Anti gay campaign Effects on Sexual Minorities´ Health in Uganda From 2009-2010.
Thomas Muyunga1
Institute(s):
1MULAGO NATIONAL REFERRAL
HOSPITAL , NATIONAL STD UNIT,
DEPARTMENT OF INFECTIOUS DISEASES-NATIONAL STD UNIT, Kampala , Uganda
Introduction:
Anti-homosexuality
campaigns in Uganda are in form of criminalization, media outing and a
homophobic atmosphere fueled by policy, patriarchy, masculinity, and
religious-sponsored hatred for same sex practicing persons. This is translated
into fear of evictions, arbitrary arrests, expulsions and poor health seeking
behaviour for same sex practicing persons. This report shows the relation
between the two year anti-gay campaign and homophobia on health seeking
behaviour of same sex practicing Ugandans.
Methods:
Anecdotal
recollections, a review of medical forms, registers and attendance lists show
that the National STD Unit and sexual minority Groups have been the means for
strengthening hegemony among sexual minorities and a health seeking strategy.
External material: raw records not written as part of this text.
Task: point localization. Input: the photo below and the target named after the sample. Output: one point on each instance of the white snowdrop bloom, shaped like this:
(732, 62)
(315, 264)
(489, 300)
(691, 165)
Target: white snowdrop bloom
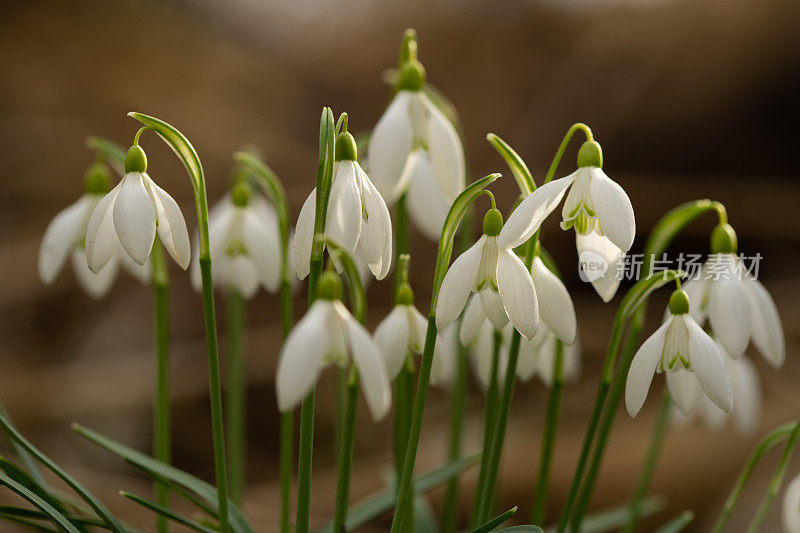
(357, 216)
(131, 214)
(414, 149)
(245, 244)
(327, 335)
(791, 507)
(65, 236)
(687, 355)
(596, 207)
(737, 306)
(505, 286)
(746, 389)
The National STD Unit started providing health care services to same sex
practicing Ugandans in 2008. By March 2009, 120 Transgender persons
(18-27years), 300 MSM (20-45years), 45 Bi-sexual men (22-55 years), 33 bisexual
females (18-37 years) and13 key sexual Minority groups in Uganda with over 200
registered members (110 males (17-55years):90 females (18-37 years)) had been
contacted. The Unit uses both static facility and outreach based approaches in
providing heath care services. 24 safe spaces are used for HIV/STI testing,
Information, education and Communication on safer lifestyles.
Results:
The fall out
from the Anti-homosexuality Bill 2009 and attendant criminalization environment
in Uganda have had a negative effect on demand and provision of health services
where it comes to same sex practicing persons in Uganda. Attendances at the
National STD Unit dwindled continuously from 05 attendances on average from
2008 -2009 per week to 1 per week in 2010. This has been the same case for
empowered sexual minority groups which used the outreach safe spaces for;
meeting same sex practicing leaders; dialogue on same sex practices; testing of
HIV; treatment for those who had ailments and; counselling/guidance. These
particular groups before the Anti-Homosexuality Bill, 2009 were a means of
mobilising bigger numbers of sexual minorities with an average of 30 LGBTI
persons attended in all 24 spaces. But, after the Anti-Homosexuality Bill, 2009
the numbers have continued dwindling to 12 LGBTI persons on average in the 24
spaces.
Conclusion:
Criminalisation
surrounding same sex practices in Uganda, increases homophobia. It negatively
influences demand and provision of health care services where sexual minorities
are involved. Criminalisation scares away otherwise willing service providers
as well for fear of being labeled homosexual recruiters in Uganda.